YouTube Gaming's bar is obviously non-standard. In fact, while the normal search bar is 48dp tall (the minimum size any touch target should be, since that's about the size of a human fingertip), the Gaming search bar maxes out at 40dp tall. It also has slightly smaller icons.
But look again at the search bar's "closed" state. It's actually even smaller than the open state, and its spacing from the edge of the canvas is also non-standard.
It's possible that the team wanted to just use a smaller bar for aesthetic reasons, which led to the various compromises outlined above. But why make the search bar such an odd size to start with? The answer is probably that it looked bad at the normal height. Here's what a 48dp tall search bar would look like in a 56dp toolbar with the avatar in the same place as it appears now (corrected for 8dp padding on the left). It's a little awkward.
The right answer here might be to keep the smaller open-state search bar, or it might be to take over the whole toolbar like many of Google's other apps do, though even that would be a less-than-ideal transition.
Mini-drawers on tablet
Those super awesome tabs we talked about a second ago? They're gone on larger devices, at least on the main screen. In their place, Google's implemented a really interesting new paradigm that I'm going to call mini-drawers. These are two translucent overlays that flank the screen. One for games and one for channels. They scroll up and down showing channel avatars or game box art respectively.
Your first thought might be "that's insanely distracting," and you're right! But Google has taken measures to reduce the distraction with yet another visual trick - desaturating all the content of the mini-drawers until you interact with them.

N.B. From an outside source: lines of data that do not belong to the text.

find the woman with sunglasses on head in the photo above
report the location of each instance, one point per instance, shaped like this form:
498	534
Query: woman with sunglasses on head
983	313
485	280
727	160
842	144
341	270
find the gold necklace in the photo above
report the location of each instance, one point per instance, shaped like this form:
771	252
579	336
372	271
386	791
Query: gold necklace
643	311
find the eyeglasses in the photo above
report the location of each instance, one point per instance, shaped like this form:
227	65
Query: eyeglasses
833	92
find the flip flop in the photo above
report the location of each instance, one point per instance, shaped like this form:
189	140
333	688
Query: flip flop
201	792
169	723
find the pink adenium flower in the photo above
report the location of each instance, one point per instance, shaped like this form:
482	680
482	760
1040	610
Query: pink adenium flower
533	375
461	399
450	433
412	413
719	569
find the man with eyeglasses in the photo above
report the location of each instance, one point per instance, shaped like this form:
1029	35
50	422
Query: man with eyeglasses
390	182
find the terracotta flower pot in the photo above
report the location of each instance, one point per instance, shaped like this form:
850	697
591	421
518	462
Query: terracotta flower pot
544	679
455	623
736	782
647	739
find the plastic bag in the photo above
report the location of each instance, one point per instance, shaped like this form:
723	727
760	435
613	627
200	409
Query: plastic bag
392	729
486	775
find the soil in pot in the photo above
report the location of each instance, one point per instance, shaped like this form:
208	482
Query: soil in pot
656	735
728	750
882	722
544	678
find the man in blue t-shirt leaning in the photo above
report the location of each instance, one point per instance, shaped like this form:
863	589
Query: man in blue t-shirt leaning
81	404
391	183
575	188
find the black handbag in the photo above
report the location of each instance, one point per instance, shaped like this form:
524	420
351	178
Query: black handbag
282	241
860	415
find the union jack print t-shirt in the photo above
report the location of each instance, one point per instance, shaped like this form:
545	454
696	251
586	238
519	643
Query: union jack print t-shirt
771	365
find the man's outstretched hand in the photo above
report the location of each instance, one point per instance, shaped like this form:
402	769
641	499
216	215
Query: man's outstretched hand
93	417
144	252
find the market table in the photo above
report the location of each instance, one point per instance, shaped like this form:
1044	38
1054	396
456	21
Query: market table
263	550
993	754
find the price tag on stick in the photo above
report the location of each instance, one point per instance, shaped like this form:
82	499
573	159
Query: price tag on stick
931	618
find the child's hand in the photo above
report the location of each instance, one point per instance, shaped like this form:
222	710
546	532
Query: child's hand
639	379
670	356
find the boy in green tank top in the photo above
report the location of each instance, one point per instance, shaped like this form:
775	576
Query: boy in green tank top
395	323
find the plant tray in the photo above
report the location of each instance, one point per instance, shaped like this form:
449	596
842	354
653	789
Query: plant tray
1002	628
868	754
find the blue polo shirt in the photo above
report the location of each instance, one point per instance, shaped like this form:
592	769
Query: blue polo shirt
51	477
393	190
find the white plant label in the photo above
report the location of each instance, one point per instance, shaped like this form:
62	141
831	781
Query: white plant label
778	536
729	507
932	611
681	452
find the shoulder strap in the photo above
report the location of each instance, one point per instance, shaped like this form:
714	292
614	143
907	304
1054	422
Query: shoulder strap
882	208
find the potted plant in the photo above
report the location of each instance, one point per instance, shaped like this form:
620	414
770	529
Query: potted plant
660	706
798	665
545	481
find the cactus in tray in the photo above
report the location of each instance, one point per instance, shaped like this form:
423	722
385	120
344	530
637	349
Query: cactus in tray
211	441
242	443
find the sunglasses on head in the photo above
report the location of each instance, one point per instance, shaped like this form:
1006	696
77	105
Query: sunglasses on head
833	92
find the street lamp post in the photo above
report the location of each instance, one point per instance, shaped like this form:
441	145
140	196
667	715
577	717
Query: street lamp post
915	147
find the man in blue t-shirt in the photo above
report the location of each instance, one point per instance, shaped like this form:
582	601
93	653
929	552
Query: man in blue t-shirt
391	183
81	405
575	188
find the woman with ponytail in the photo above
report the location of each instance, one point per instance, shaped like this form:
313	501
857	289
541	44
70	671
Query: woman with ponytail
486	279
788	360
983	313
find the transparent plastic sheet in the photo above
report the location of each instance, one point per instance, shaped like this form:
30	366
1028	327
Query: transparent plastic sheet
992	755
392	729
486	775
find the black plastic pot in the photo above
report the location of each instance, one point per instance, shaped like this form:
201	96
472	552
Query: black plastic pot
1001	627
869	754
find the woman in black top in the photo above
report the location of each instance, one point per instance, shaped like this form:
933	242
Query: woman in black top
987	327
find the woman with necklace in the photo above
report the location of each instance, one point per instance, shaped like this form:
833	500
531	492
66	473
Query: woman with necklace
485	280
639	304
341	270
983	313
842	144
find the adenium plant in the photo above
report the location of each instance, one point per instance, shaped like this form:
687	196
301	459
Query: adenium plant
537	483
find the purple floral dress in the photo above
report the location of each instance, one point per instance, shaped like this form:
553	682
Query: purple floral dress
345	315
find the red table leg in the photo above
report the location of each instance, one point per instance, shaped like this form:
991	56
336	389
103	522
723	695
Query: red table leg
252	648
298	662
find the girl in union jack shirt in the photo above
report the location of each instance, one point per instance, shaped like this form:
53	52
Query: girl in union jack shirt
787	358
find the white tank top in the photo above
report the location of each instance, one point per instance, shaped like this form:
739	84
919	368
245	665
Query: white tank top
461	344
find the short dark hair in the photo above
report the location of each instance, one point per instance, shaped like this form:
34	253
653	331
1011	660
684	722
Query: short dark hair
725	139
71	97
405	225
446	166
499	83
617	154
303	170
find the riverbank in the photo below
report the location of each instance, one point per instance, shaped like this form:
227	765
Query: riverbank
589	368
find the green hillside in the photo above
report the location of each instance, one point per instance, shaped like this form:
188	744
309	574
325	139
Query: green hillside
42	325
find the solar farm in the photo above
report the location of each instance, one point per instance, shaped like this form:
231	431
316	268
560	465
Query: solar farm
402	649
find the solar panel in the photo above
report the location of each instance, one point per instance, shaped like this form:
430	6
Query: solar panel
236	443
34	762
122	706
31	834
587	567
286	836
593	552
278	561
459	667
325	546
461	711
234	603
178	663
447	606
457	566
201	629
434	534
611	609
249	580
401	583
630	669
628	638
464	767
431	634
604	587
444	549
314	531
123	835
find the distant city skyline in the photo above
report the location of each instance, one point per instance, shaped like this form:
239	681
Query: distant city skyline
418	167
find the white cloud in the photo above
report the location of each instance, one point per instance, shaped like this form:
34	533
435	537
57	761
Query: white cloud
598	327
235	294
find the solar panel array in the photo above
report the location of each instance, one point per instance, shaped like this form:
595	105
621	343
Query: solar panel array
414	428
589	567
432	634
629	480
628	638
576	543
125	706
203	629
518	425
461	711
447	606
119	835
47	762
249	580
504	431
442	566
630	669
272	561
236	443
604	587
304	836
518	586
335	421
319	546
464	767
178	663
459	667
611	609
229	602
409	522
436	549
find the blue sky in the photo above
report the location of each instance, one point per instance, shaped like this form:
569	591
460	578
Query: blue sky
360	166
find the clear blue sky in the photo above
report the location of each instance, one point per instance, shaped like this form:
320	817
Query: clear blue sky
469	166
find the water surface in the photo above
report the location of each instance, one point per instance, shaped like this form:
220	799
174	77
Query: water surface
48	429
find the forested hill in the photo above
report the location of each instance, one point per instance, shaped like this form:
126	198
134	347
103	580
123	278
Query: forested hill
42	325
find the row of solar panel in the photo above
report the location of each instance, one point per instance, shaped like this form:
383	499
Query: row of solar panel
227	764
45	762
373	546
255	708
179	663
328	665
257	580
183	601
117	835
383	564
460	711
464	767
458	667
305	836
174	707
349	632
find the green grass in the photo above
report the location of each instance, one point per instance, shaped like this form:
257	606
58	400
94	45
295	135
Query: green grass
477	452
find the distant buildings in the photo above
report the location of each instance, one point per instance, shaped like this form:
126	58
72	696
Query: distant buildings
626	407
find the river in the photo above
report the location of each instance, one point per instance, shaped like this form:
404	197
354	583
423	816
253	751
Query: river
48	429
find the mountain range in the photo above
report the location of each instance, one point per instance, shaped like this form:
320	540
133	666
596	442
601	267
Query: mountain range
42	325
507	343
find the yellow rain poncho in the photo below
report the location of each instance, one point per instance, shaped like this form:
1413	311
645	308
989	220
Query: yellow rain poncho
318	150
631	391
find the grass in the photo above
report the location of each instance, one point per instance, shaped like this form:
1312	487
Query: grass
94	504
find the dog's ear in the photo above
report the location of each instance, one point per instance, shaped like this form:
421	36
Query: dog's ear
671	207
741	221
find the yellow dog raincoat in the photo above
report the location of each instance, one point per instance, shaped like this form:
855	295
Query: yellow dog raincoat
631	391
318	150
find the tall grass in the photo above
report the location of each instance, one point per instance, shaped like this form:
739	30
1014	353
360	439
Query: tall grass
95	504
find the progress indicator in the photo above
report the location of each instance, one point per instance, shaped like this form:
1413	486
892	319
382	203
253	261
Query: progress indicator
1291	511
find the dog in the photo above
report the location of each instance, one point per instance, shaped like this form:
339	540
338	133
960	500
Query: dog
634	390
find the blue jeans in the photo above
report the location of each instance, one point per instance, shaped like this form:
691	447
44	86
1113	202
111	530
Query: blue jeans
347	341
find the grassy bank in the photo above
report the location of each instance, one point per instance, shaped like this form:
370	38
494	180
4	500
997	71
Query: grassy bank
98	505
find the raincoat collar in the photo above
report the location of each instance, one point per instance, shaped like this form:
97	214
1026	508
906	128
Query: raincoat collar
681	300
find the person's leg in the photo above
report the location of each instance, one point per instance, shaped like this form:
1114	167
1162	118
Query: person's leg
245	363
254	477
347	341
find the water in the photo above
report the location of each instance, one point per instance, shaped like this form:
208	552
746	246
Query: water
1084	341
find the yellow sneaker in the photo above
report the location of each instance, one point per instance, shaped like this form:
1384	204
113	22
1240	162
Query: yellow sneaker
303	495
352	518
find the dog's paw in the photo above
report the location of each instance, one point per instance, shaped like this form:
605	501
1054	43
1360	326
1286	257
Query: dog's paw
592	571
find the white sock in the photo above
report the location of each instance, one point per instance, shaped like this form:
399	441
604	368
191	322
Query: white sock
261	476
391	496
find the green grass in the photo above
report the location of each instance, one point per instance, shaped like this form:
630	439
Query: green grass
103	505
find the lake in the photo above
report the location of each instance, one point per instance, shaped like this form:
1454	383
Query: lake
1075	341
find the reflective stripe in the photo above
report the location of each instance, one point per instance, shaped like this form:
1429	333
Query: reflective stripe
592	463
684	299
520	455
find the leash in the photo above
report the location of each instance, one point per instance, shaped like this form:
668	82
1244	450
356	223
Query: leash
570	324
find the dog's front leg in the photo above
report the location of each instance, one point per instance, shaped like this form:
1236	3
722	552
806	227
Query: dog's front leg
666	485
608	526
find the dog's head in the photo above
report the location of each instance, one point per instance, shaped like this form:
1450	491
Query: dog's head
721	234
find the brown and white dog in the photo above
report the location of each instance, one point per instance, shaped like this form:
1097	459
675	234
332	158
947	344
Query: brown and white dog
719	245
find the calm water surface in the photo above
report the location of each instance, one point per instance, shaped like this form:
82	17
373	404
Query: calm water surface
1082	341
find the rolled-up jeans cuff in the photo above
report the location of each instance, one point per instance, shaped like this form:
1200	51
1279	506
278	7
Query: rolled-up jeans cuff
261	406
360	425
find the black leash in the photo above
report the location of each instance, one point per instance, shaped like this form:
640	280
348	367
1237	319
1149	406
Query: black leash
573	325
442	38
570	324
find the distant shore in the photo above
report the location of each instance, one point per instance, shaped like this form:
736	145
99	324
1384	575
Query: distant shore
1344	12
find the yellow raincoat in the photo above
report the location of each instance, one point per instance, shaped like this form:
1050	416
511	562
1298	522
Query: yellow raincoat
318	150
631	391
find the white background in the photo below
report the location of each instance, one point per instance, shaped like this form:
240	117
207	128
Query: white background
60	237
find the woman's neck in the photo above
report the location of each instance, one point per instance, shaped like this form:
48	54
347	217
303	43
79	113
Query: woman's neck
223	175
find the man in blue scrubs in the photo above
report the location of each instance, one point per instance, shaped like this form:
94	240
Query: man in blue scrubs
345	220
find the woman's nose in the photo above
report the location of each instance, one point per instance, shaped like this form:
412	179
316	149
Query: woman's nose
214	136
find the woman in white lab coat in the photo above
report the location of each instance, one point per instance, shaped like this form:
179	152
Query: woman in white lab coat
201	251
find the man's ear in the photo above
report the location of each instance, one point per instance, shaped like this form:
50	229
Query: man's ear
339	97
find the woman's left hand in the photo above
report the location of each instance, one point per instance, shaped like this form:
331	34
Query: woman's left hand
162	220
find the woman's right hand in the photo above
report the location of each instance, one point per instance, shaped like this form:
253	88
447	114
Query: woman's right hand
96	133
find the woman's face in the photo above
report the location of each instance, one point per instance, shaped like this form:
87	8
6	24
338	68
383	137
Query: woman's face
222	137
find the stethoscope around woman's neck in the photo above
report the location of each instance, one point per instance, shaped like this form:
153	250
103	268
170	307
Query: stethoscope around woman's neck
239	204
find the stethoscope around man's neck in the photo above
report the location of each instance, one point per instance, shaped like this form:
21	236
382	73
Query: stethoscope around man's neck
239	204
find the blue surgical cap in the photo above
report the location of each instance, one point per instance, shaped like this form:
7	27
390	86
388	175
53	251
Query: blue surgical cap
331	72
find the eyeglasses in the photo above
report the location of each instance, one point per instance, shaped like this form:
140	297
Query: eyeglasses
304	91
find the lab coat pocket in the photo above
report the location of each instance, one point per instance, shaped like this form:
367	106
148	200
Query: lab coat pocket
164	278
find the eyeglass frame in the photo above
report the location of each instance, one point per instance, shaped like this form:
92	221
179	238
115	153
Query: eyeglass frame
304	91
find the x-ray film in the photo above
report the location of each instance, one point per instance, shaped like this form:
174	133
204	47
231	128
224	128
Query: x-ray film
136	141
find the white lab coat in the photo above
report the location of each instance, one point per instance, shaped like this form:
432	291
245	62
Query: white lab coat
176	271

If you're noticing that the user avatar in the top right doesn't line up with the mini-drawer avatars, you aren't alone. If you weren't noticing it, I apologize.
The mini-drawers also force out the content peeking I mentioned before - channel pages have two columns per tab, but no hints on the sides. This makes sense, though - the peeking content under each mini-drawer would compound the already pressing issue of distracting visual information.
Of course the flip side of this loss is that you can access the channels and games lists from more pages in the app, so there are more opportunities to hop around and discover more content without going back to the main screen.
The purpose of this post is to point out that YouTube Gaming's unique touches and new interface elements - while non standard - are a good thing. I don't think the app got everything right, but it does innovate and iterate on material design in new and interesting ways, and that should be celebrated.
In the same way that Inbox has innovated through the paper metaphor with beautifully expanding messages and that fun swipe-to-go-back mechanic, YouTube Gaming has introduced several new ideas that designers and developers can inspect, marvel at, and draw from in their own ways. Most of the new elements are gorgeous to look at, fun to use, empowering to users, and serve what I must assume is a main product goal (discovery and engagement) without being annoying. Any time you can check most of these boxes, I'll consider it a win. Plus, it's really fun to stare at gifs of a beautiful new app.